Henri Cartier-Bresson (A surreal friendship)
‘Cartier-Bresson’s famous theory The Decisive Moment, which taps into the idea of the irrational unconscious making itself known in the split second that a photograph is taken, could be read as a product of an environment of the surrealist thinking that dealt in the construction or capturing of dreamlike imagery.’
I will take inspiration from this to create my own decisive moments. Moments of friendship which will in turn correlate to union.

Henri Cartier-Bresson (How he snapped his images)
“Why was that man taking our photograph”
The woman Bresson photographed goes on to say that he was short and hidden behind a tree. I want to take my images in a similar way to capture a pure essence of friendship, something that isn’t staged but is really being felt.

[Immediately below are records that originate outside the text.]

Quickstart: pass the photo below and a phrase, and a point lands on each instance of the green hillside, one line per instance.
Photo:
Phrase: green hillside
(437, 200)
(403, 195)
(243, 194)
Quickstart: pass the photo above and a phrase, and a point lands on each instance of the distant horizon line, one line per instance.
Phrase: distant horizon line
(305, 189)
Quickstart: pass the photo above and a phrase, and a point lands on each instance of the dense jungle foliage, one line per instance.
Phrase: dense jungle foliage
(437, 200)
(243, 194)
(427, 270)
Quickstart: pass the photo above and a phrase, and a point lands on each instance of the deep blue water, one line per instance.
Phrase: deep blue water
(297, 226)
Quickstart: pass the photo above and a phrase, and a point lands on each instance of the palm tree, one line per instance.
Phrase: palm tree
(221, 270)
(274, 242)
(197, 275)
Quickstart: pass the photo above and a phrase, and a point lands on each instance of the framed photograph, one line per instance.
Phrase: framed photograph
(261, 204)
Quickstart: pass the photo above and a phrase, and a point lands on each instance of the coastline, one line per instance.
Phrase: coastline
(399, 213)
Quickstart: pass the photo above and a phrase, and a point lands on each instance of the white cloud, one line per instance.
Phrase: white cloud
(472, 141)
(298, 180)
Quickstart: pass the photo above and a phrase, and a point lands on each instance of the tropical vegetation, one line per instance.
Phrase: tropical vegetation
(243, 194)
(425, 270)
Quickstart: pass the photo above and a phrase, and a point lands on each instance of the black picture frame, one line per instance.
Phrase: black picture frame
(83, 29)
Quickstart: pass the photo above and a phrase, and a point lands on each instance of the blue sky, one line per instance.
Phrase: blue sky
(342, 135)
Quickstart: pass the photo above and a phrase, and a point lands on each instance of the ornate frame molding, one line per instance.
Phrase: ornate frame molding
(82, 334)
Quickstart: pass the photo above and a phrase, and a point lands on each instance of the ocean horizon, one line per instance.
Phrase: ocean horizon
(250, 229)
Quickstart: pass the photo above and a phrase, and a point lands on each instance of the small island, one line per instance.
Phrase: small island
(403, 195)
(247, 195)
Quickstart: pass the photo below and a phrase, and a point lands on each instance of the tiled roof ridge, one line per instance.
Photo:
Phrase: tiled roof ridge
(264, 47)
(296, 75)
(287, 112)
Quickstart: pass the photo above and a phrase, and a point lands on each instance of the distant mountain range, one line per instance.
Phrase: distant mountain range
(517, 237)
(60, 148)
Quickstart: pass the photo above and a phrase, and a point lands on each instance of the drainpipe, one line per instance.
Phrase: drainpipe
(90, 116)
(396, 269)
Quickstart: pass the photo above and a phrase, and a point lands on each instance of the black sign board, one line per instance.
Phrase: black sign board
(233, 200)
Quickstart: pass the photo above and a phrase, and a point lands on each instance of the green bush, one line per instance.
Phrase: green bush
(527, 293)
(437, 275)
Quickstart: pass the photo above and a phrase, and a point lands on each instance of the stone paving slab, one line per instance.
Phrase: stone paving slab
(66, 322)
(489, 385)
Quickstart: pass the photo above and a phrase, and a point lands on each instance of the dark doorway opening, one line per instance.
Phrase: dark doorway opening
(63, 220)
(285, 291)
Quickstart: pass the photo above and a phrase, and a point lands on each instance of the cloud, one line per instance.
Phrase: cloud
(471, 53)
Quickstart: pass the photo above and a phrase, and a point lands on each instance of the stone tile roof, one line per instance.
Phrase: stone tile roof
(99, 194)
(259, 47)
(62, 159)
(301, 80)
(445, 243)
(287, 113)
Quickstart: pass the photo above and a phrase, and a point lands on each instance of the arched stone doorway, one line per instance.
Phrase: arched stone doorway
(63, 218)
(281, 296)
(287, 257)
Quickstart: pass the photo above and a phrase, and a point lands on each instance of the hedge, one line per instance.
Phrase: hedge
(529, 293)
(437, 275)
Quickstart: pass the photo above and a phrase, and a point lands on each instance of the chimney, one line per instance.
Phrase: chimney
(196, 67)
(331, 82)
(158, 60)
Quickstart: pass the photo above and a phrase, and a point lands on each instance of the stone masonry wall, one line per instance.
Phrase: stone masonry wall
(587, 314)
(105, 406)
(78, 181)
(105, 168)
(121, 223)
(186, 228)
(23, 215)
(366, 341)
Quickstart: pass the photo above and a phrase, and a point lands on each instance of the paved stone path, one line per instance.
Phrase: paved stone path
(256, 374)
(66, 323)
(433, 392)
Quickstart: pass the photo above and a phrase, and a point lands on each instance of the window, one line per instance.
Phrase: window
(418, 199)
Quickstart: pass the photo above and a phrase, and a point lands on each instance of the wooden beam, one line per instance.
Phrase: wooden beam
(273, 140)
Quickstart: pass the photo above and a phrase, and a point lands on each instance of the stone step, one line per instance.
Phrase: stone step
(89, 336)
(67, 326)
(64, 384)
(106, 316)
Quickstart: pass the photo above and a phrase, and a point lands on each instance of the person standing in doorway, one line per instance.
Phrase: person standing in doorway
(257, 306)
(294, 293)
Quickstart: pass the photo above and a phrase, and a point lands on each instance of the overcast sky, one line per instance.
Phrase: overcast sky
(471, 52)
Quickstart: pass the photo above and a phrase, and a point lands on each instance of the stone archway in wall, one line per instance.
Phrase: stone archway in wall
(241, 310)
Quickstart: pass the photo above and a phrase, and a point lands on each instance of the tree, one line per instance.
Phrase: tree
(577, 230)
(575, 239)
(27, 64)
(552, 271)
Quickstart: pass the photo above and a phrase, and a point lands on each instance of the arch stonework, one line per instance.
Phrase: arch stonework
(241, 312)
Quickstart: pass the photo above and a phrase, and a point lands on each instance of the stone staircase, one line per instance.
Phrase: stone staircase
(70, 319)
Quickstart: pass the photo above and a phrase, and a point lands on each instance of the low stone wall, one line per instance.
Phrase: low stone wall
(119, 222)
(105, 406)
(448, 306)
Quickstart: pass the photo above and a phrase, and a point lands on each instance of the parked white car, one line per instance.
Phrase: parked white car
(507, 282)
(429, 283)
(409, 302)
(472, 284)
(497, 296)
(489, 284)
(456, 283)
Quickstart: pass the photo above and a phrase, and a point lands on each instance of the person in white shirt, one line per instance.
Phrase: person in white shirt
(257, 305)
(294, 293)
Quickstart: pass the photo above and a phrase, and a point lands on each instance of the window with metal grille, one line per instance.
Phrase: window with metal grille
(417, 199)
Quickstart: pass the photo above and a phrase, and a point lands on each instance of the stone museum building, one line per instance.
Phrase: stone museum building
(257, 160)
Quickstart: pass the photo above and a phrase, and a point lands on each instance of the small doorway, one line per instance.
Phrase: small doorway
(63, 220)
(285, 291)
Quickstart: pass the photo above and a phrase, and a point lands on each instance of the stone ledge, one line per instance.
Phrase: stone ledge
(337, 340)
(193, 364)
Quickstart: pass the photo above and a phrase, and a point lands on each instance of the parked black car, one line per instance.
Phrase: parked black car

Who was Henri Cartier-Bresson?
‘To tell Henri Cartier-Bresson’s story and to unravel his work is essentially to tell the story of a look.’
I will use this to my advantage, by having the people I am photographing be working on a car or enjoying playing sports I will not be an obstruction but rather a person looking in, by not being involved in what they are doing, I can move myself and the camera around them to get different angles of this look.

Henri Cartier-Bresson developed a passion for filmmaking in the 1930’s. He studied cinema with Paul Strand in New York in 1935. When he returned to France, he was hired as the second assistant director to Jean Renoir in 1936 for La vie est à nous and Une partie de campagne, and in 1939 for La Règle du Jeu.